Gettingbysomehow · Yesterday 22:13

For God sake OP. Fuck him off. You are not married and owe him nothing. He cant even support his own woman and child. Not only that but he wants to live off you.
He is a huge cocklodger and Id have zero respect for him.
For gods sake dont move to his country. You wont be allowed to remove your child and go home without his permission and you'll be stuck there.
Get rid.

PotatoBreadForTheWin · Yesterday 22:13

mcrlover · Yesterday 21:52

My gut is saying IANBU but I think I have such a complex about stinginess that I'm doubting myself, especially given how certain he is that splitting the income is the fair thing to do and he's saying I'm being unsympathetic to his burnout, not understanding his point of view, etc

You should be unsympathetic re his “burnout”. What a fucking waster, stop being a mug.

MrSchubertWhiskers · Yesterday 22:13

Wrf? He wants half your salary? Has he had a lobotomy?

LizandDerekGoals · Yesterday 22:14

mcrlover · Yesterday 22:07

Ah so my work is fully remote, we continue to travel throughout - for a few weeks/short months at a time - between my dream location where we share the property (he's decided he doesn't want to live there any more), and his home town and my home town

He is very controlling

Pyjamatimenow · Yesterday 22:14

Send him back to his mummy. He’s useless. Worse than useless.

Pedallleur · Yesterday 22:14

mcrlover · Yesterday 21:52

My gut is saying IANBU but I think I have such a complex about stinginess that I'm doubting myself, especially given how certain he is that splitting the income is the fair thing to do and he's saying I'm being unsympathetic to his burnout, not understanding his point of view, etc

Of course he is. Free money, what's not to like. Don't move.

jellyfish798 · Yesterday 22:14

Rosieposy89 · Yesterday 22:09

I've never read a thread before where I've wanted someone to end a relationship so much. He will isolate you and bleed you dry

Deuce Bigalow Male Gigolo 🤣

Thepossibility · Yesterday 22:15

You are not his mummy, he's acting like a teenager expecting to be financed and doing f all. He's had more than enough time dossing about. Time to be an adult man and father.

Neveranynamesleft · Yesterday 22:16

He is taking the p in major style. Get rid asap. Life is way too short for his cheek. You and your daughter will be absolutely fine, you will adjust your lives just as he will without your open purse.
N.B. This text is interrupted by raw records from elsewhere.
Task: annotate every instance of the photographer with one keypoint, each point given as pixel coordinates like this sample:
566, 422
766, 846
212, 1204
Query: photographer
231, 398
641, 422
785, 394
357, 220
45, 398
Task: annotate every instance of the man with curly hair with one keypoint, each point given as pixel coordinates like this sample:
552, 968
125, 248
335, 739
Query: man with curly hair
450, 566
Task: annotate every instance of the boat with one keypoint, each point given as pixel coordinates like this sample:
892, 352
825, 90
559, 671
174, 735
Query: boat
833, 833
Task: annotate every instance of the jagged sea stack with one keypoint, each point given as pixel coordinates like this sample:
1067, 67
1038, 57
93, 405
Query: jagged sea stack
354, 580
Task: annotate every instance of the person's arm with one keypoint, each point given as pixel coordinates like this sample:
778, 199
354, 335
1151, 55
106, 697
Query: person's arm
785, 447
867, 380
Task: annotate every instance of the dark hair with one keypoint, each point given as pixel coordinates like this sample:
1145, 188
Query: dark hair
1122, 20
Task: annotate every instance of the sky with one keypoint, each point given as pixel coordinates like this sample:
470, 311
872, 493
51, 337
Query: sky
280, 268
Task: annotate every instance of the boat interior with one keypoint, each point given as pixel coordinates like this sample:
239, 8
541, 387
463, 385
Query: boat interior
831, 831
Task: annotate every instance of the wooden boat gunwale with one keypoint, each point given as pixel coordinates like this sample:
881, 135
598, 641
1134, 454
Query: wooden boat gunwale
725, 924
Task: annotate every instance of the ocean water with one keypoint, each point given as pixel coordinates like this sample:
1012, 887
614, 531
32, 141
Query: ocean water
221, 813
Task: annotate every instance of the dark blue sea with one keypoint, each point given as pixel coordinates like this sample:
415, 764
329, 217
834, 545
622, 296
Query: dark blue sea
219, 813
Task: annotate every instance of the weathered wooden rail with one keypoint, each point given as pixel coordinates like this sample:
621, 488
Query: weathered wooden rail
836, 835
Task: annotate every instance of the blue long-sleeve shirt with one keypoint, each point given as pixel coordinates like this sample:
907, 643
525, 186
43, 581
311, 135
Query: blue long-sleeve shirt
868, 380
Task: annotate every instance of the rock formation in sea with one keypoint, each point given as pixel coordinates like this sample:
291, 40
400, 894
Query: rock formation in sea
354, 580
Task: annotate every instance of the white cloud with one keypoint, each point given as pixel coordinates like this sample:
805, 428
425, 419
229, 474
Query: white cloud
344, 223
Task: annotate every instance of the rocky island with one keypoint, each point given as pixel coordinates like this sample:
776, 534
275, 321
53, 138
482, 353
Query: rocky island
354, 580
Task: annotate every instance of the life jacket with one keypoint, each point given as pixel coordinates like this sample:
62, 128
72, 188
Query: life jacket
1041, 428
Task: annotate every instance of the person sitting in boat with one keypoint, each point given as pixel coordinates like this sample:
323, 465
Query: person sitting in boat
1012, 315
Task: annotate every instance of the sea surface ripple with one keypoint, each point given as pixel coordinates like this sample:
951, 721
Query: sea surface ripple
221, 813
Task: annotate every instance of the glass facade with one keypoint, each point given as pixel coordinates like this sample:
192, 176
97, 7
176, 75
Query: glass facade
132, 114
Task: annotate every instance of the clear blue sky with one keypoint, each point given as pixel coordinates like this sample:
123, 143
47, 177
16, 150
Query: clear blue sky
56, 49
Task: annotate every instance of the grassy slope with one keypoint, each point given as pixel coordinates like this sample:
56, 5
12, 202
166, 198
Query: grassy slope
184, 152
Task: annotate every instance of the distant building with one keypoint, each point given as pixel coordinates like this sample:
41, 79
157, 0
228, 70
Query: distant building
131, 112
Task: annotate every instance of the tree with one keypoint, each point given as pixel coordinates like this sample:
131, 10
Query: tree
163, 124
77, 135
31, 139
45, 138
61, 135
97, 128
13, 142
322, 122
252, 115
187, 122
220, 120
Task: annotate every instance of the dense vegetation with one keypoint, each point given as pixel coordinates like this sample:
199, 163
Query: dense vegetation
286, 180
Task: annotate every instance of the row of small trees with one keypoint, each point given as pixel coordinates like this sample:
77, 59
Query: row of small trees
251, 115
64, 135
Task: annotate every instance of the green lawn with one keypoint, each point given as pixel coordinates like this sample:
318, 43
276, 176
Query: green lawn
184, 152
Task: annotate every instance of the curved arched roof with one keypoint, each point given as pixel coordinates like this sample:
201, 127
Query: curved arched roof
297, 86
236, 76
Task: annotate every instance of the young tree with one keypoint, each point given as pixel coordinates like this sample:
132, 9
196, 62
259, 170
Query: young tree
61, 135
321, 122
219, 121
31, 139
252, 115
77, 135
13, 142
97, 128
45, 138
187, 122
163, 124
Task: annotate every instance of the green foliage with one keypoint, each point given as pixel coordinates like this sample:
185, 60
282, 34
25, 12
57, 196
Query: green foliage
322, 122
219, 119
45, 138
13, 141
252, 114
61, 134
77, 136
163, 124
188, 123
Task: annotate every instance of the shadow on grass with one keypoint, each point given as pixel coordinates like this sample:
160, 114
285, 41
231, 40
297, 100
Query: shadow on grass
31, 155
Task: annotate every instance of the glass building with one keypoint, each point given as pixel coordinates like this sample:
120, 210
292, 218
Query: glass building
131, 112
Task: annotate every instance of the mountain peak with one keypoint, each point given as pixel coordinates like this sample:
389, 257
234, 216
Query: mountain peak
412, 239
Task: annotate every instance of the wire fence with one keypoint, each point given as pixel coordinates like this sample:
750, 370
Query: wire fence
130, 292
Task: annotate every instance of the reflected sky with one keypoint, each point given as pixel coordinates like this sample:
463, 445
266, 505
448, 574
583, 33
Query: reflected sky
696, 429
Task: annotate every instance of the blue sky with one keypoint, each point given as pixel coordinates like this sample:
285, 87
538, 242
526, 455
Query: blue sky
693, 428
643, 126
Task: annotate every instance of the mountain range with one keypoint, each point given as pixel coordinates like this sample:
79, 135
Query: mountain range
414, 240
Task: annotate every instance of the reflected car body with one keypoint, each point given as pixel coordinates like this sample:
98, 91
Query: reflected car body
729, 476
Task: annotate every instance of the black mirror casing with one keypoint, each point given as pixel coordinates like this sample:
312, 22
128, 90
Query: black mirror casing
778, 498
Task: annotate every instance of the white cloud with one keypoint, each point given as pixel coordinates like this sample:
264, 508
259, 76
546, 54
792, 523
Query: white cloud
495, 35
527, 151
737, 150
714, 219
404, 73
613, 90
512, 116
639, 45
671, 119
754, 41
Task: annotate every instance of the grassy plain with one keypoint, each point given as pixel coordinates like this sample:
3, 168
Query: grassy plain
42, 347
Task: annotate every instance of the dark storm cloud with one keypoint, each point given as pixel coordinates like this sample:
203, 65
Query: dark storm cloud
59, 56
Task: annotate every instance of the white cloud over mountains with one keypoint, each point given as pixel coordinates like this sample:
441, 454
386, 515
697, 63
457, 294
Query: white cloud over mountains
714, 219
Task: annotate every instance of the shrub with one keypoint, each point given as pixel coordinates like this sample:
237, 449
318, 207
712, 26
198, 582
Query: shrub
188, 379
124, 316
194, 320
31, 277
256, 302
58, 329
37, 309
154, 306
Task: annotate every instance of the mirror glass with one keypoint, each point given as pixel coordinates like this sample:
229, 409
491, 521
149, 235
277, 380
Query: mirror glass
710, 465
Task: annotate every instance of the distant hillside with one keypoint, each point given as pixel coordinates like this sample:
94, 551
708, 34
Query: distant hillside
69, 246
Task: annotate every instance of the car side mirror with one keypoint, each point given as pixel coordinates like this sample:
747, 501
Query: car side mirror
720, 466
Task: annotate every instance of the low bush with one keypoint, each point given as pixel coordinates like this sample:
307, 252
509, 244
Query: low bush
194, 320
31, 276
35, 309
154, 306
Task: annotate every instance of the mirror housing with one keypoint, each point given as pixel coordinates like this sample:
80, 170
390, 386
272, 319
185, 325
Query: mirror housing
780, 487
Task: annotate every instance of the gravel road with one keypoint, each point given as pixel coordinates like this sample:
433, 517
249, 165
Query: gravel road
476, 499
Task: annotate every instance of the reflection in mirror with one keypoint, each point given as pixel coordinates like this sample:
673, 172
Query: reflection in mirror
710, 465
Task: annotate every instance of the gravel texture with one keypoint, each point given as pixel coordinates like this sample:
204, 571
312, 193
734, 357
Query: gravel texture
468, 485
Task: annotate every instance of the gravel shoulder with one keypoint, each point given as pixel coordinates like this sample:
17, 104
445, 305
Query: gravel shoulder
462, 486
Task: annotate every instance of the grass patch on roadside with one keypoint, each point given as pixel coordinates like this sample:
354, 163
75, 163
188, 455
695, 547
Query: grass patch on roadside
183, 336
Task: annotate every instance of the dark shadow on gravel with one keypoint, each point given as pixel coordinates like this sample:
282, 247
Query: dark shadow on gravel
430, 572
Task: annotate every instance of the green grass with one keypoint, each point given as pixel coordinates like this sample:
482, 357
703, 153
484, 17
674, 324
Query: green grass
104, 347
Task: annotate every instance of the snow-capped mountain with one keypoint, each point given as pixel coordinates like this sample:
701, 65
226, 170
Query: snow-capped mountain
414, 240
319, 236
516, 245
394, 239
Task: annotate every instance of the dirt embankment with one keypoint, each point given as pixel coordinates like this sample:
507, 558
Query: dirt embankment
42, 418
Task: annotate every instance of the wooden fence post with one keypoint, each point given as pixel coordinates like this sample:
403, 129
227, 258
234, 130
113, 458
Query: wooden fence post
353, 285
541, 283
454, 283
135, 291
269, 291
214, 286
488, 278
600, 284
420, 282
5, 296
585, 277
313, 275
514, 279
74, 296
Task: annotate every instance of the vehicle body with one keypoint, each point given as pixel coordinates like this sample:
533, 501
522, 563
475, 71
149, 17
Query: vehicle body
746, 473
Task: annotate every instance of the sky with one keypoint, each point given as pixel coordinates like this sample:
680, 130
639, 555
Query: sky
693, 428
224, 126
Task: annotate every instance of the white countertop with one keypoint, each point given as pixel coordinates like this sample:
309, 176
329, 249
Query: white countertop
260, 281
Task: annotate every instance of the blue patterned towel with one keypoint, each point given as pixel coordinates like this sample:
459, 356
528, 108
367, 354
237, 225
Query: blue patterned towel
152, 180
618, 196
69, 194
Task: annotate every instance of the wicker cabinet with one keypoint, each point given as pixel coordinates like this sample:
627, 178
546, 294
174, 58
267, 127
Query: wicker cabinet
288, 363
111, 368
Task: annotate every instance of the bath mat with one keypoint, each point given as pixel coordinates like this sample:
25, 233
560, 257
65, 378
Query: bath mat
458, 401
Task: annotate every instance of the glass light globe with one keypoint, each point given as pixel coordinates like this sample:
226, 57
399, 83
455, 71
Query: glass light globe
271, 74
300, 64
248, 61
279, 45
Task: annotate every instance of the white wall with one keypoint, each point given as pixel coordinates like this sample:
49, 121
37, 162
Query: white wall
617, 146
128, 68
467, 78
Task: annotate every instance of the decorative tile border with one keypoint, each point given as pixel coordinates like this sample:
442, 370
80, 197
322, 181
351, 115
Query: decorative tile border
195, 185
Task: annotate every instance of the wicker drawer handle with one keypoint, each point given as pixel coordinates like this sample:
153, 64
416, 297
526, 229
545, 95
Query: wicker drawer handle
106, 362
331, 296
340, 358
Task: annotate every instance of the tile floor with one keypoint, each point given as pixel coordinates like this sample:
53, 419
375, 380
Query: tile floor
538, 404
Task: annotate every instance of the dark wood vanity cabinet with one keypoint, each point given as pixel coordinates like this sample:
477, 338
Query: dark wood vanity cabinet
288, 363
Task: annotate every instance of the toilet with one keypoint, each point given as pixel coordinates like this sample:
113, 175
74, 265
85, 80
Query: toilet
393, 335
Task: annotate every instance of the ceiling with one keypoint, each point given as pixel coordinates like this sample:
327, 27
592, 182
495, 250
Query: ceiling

Vaxtable · Yesterday 22:16

I would be saying no. He gets a job and acts like an adult not a bum

persiannly I could be with someone like this. He’s no example to your child and it sounds like he’s just going to get worse

is it really worthwhile staying?

Shinyandnew1 · Yesterday 22:17

Why has he got burnout if he has barely worked for four years?

Pyjamatimenow · Yesterday 22:17

Men are hassle. If they are not making your life better/ easier in some practical/ financial way ( preferably both) they are not worth keeping around.